Compilation Pipeline

Mojo compiles through MLIR (Multi-Level Intermediate Representation) before reaching LLVM IR and finally machine code. This multi-stage pipeline is what enables Mojo to optimize at different abstraction levels — from high-level tensor operations down to register allocation.

The Pipeline

Mojo Source Code
    ↓ Parse & Type Check
Mojo AST
    ↓ Lower to MLIR
MLIR (high-level dialects)
    ↓ Transformation passes (tiling, vectorization, fusion)
MLIR (low-level dialects)
    ↓ Lower to LLVM IR
LLVM IR
    ↓ LLVM optimization passes
Machine Code (x86, ARM, etc.)

Why MLIR?

LLVM operates at a low level — it sees loads, stores, and arithmetic. It cannot reason about tensor operations or loop tiling. MLIR adds higher-level dialects that understand these concepts, enabling optimizations that LLVM alone cannot perform:

  • Affine dialect: Loop transformations (tiling, unrolling, interchange)
  • Linalg dialect: Linear algebra operations (matmul, conv)
  • Vector dialect: SIMD operations across targets
  • GPU dialect: GPU kernel generation

Transformation Passes

Each pass transforms the IR at one level before lowering to the next.
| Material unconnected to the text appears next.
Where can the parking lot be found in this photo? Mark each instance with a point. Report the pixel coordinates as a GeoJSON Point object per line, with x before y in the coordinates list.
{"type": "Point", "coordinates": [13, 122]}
A matmul might go through: tiling → vectorization → register allocation → instruction selection.

Constraint

Write a simple function with a loop. Reason about what the compiler can infer: loop bounds, types, memory access patterns. Identify which optimizations (unrolling, vectorization, inlining) are possible given the information available.

Why It Matters

Understanding the pipeline explains why certain code patterns are fast and others aren't. If you write code the compiler can't analyze (dynamic bounds, pointer aliasing, indirect calls), it can't optimize. Every decision in Phases 1-3 either helps or blocks the compilation pipeline.